Ces amorces couvrent les trois dimensions essentielles du journaling émotionnel : l’observation des émotions, la prise de recul et la projection vers ce qu’on veut construire.
Journaling émotionnel : par où commencer dès ce soir
Le journaling émotionnel n’est pas une pratique réservée aux gens qui aiment écrire. C’est un outil accessible à tous, qui demande juste quelques minutes et un peu de régularité.
Tu n’as pas besoin d’écrire parfaitement. Tu n’as pas besoin d’écrire longtemps. Tu peux simplement commencer ce soir, avec quelques mots, même flous.
Prends 10 minutes. Pose une émotion de la journée sur le papier. Note une chose pour laquelle tu es reconnaissant et écris une phrase sur ce que tu veux pour demain.
Si tu veux prolonger cette pratique et suivre tes émotions au quotidien, c’est exactement ce que propose l’application Emosupport. Et pour rejoindre la newsletter et tester l’app en avant-première, deviens Emosupporteur. Sans pression. Juste pour voir.
Et toi, tu as déjà essayé le journaling émotionnel ? Qu’est-ce qui t’a bloqué ou aidé ? Dis-le en commentaire.
Sinon, je construis toujours l’application.
Mais j’écris aussi des histoires.
Les Lettres entre les lignes, ce sont des lettres qui te sont envoyées sans réponse.
Des fragments d’une histoire que tu découvres sans en avoir toutes les clés.
Et parfois, c’est justement là que tout commence.
FAQ — Journaling émotionnel
C’est une pratique d’écriture régulière centrée sur ses émotions, ses ressentis et son état intérieur. Contrairement à un journal intime classique qui raconte les événements, le journal émotionnel se concentre principalement sur ce qu’on ressent, pourquoi et ce que ça révèle sur soi. C’est un outil d’introspection et de prise de recul, pas un simple carnet de bord.
Oui, et c’est prouvé scientifiquement. Les travaux du psychologue Pennebaker montrent les bienfaits du journaling : écrire sur ses expériences émotionnelles réduit le stress, améliore le sommeil et aide à organiser ses pensées. Le simple fait de mettre des mots sur ce qu’on ressent aide le cerveau à réguler l’intensité de l’émotion.
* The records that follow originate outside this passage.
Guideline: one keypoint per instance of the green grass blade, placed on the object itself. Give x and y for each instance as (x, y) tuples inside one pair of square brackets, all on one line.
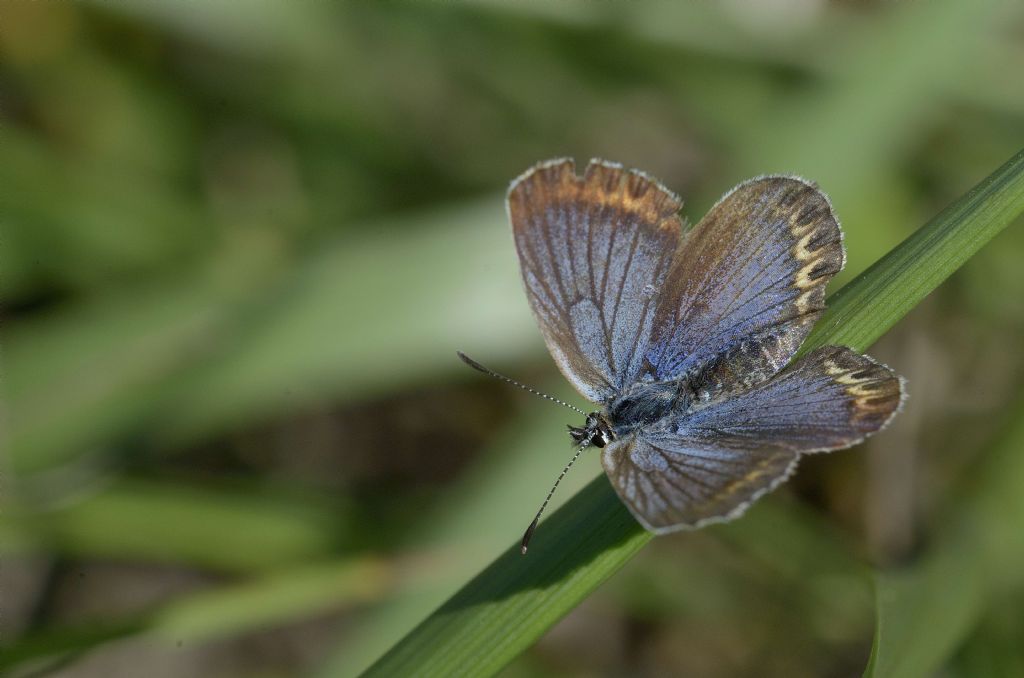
[(512, 602), (926, 611)]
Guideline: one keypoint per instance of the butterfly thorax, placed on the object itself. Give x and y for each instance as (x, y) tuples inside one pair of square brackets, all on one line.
[(645, 403)]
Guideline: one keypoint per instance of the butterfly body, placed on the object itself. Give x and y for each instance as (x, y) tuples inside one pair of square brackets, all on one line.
[(686, 338)]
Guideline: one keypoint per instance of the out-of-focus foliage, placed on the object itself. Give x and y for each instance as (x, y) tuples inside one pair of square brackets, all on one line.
[(240, 248)]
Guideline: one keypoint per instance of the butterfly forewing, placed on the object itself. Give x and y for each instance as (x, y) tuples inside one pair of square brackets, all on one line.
[(594, 251), (748, 282)]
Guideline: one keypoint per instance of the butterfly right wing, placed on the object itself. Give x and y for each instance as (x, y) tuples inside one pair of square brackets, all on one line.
[(747, 285), (711, 463), (594, 251)]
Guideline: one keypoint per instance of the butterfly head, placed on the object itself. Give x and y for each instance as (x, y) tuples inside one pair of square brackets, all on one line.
[(595, 431)]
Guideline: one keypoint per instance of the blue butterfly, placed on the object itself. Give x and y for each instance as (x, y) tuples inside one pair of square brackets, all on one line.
[(684, 337)]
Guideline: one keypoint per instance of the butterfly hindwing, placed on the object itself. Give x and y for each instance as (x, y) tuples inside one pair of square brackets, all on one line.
[(712, 462), (593, 252), (753, 270)]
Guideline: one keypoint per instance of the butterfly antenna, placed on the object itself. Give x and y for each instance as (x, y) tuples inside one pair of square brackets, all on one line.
[(476, 366), (532, 526)]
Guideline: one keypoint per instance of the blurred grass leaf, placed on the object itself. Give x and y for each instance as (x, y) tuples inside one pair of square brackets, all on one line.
[(926, 610), (513, 601)]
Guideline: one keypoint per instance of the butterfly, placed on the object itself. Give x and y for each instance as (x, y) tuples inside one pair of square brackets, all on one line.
[(685, 337)]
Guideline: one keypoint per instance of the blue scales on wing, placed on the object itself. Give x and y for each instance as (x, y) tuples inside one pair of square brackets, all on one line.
[(710, 461), (747, 285), (594, 251)]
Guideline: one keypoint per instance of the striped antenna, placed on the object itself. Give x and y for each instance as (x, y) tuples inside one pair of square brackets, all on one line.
[(476, 366), (532, 526)]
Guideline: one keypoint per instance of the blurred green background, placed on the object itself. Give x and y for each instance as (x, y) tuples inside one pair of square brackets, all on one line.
[(242, 245)]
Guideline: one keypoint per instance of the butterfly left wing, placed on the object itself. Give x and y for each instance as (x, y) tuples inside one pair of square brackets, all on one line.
[(711, 463), (593, 252)]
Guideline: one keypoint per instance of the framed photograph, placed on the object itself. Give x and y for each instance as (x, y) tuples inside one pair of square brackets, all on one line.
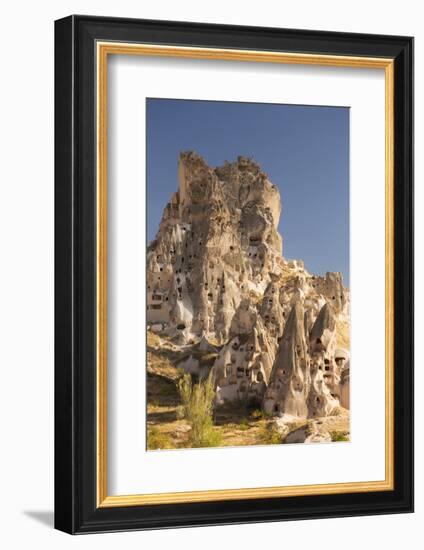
[(234, 254)]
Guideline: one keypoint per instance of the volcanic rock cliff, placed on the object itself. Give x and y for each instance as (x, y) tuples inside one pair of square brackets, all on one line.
[(216, 277)]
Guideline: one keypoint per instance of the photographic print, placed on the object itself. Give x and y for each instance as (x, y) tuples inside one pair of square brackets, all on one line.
[(247, 273)]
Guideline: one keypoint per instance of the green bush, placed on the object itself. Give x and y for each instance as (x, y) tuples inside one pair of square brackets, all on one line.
[(270, 435), (197, 408), (157, 440), (339, 436), (257, 414)]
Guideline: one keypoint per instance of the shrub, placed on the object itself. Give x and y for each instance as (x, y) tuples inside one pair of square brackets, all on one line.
[(270, 435), (243, 424), (339, 436), (197, 408), (157, 440), (257, 414)]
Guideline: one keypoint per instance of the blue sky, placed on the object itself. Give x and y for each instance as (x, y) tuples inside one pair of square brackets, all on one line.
[(303, 149)]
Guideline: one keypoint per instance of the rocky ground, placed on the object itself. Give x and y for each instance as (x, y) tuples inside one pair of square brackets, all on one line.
[(236, 424)]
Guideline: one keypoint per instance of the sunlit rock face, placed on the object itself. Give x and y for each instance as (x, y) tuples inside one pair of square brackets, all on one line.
[(217, 243), (216, 274)]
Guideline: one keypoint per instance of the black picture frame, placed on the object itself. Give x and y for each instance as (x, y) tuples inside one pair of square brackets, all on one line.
[(76, 508)]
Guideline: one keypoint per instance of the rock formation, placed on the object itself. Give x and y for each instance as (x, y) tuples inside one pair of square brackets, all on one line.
[(216, 276)]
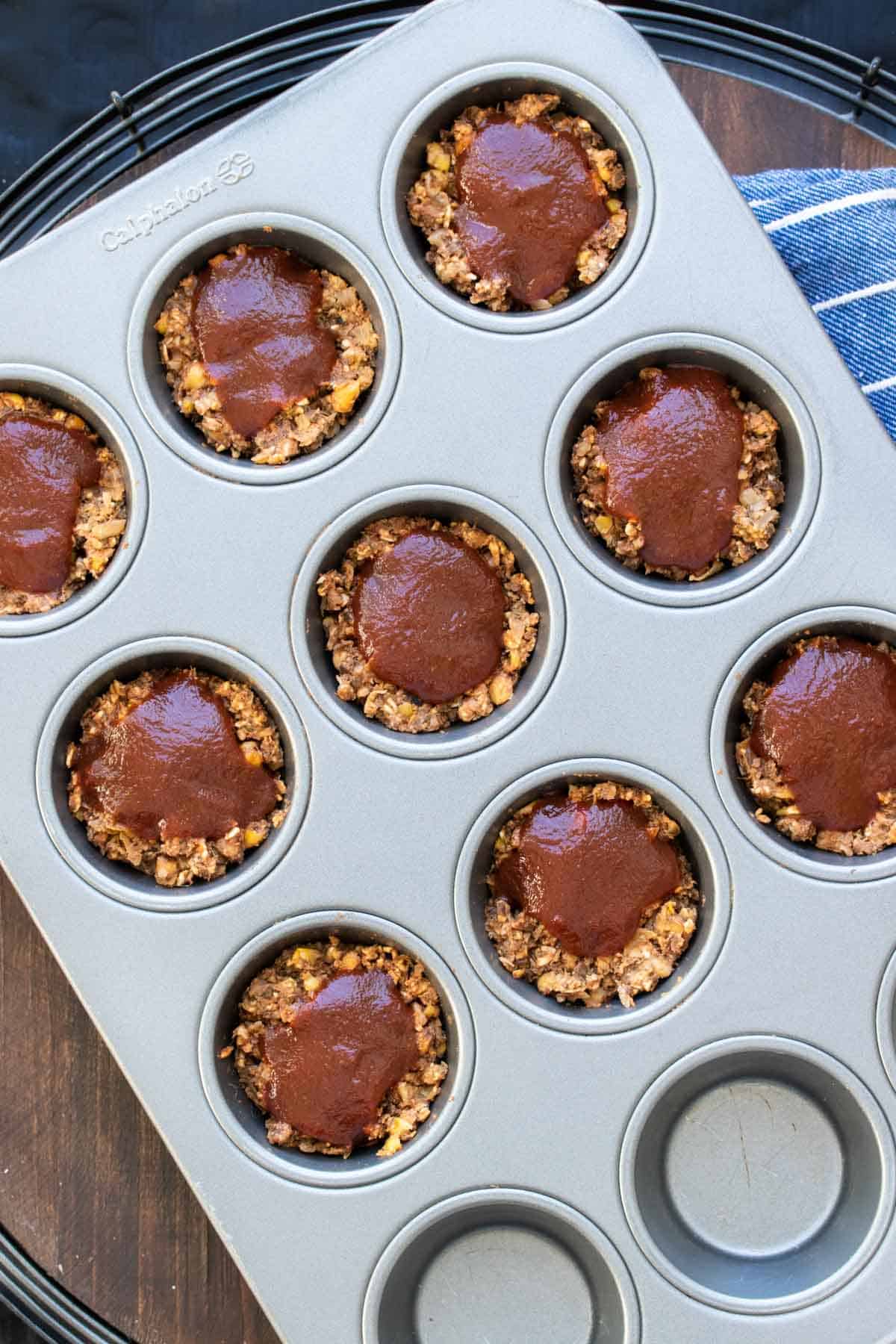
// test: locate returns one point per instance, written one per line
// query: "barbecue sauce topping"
(43, 470)
(588, 871)
(429, 616)
(673, 445)
(528, 203)
(829, 725)
(335, 1062)
(255, 316)
(173, 768)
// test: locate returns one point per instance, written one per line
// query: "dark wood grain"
(87, 1187)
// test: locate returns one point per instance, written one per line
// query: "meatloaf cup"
(462, 623)
(591, 897)
(265, 355)
(340, 1046)
(817, 745)
(178, 773)
(482, 206)
(671, 502)
(62, 504)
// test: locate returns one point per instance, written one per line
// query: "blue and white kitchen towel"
(837, 233)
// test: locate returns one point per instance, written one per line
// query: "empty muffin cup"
(514, 1261)
(758, 1175)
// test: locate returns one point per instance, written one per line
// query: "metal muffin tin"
(715, 1163)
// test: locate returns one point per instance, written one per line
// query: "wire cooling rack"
(184, 101)
(190, 97)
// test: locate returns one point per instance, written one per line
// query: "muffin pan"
(715, 1163)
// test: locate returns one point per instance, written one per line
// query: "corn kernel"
(344, 396)
(438, 158)
(195, 376)
(500, 688)
(302, 956)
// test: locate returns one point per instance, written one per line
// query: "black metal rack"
(180, 104)
(187, 99)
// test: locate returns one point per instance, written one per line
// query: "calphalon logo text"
(231, 169)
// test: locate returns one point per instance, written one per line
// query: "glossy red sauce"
(588, 871)
(429, 616)
(335, 1062)
(673, 447)
(173, 768)
(255, 319)
(43, 470)
(528, 203)
(829, 725)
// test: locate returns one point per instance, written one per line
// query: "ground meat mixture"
(100, 520)
(296, 977)
(391, 705)
(301, 426)
(433, 202)
(777, 803)
(529, 952)
(755, 514)
(179, 862)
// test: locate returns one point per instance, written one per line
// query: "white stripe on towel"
(829, 208)
(880, 288)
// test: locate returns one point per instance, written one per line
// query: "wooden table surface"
(87, 1187)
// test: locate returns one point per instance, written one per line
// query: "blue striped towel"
(837, 233)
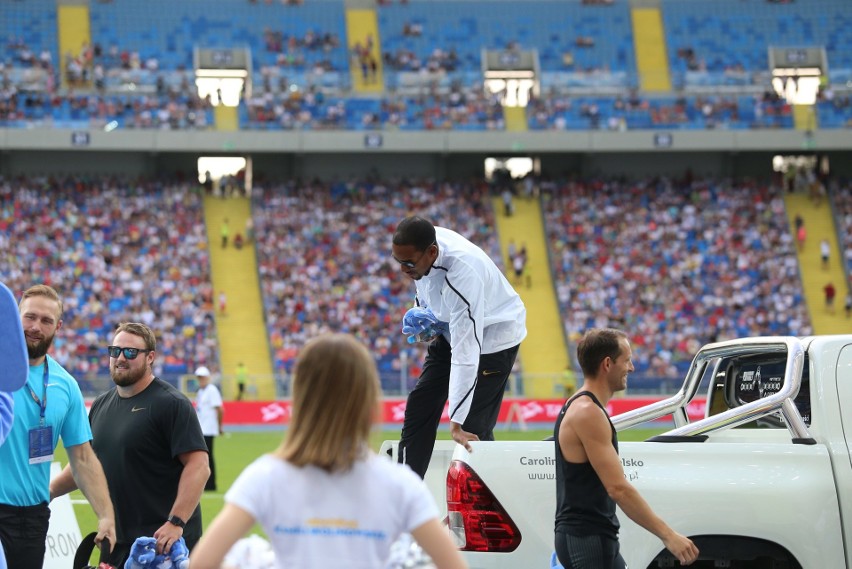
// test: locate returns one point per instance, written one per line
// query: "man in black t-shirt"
(148, 439)
(589, 472)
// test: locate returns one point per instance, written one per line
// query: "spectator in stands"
(326, 453)
(613, 264)
(136, 248)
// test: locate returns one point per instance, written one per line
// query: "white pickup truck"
(764, 480)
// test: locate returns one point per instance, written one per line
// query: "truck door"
(844, 393)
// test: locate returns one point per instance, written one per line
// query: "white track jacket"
(486, 315)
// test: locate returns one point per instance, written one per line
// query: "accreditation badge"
(41, 444)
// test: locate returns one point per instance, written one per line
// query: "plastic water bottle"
(427, 335)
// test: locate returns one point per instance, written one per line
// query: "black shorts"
(588, 552)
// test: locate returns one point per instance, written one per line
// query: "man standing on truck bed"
(589, 476)
(478, 321)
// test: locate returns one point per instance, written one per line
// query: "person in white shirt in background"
(324, 498)
(208, 404)
(483, 322)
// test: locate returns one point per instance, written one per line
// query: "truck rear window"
(752, 377)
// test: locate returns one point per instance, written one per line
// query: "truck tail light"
(474, 516)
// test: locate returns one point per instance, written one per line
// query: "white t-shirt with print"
(347, 519)
(206, 402)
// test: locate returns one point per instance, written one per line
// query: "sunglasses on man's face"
(129, 353)
(413, 264)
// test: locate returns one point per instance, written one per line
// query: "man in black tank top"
(589, 477)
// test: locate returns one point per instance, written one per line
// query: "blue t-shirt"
(7, 413)
(25, 484)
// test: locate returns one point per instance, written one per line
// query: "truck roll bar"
(781, 401)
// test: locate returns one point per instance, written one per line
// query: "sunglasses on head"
(413, 264)
(129, 353)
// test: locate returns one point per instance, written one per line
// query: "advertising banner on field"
(393, 410)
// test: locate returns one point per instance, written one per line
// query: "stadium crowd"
(325, 266)
(116, 250)
(676, 263)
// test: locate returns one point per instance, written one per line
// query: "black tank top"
(582, 505)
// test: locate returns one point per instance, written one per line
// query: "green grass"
(236, 450)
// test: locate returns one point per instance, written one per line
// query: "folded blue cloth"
(143, 555)
(420, 325)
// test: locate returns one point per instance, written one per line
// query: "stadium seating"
(735, 34)
(549, 26)
(115, 250)
(325, 266)
(170, 31)
(676, 264)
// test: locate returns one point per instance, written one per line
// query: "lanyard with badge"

Commence par une amorce simple : « Aujourd’hui, j’ai ressenti… » ou « Ce qui m’a pesé aujourd’hui, c’est… ». Il n’est pas nécessaire d’écrire longtemps. Cinq lignes honnêtes valent mieux qu’une page forcée. Avec la pratique, les mots viennent plus naturellement.
Un journal intime raconte les événements de la journée. Un journal émotionnel se concentre sur ce qu’on ressent face à ces événements. L’un documente ce qui s’est passé ; l’autre explore ce que ça provoque à l’intérieur. Les deux peuvent se combiner, mais l’angle est différent.
Il en existe plusieurs. Le journaling émotionnel se concentre sur les ressentis et l’état intérieur. Le journaling de gratitude note ce qui va bien. Le journaling de productivité suit les tâches et objectifs. Le journaling libre, lui, n’a pas de structure particulière. Dans tous les cas, l’essentiel reste la régularité, pas le format.
Non. La régularité aide, mais elle n’a pas besoin d’être quotidienne. Trois fois par semaine, ou même juste après un moment fort ou difficile, ça suffit pour commencer à remarquer des schémas dans ses émotions. L’objectif n’est pas la discipline, c’est l’observation.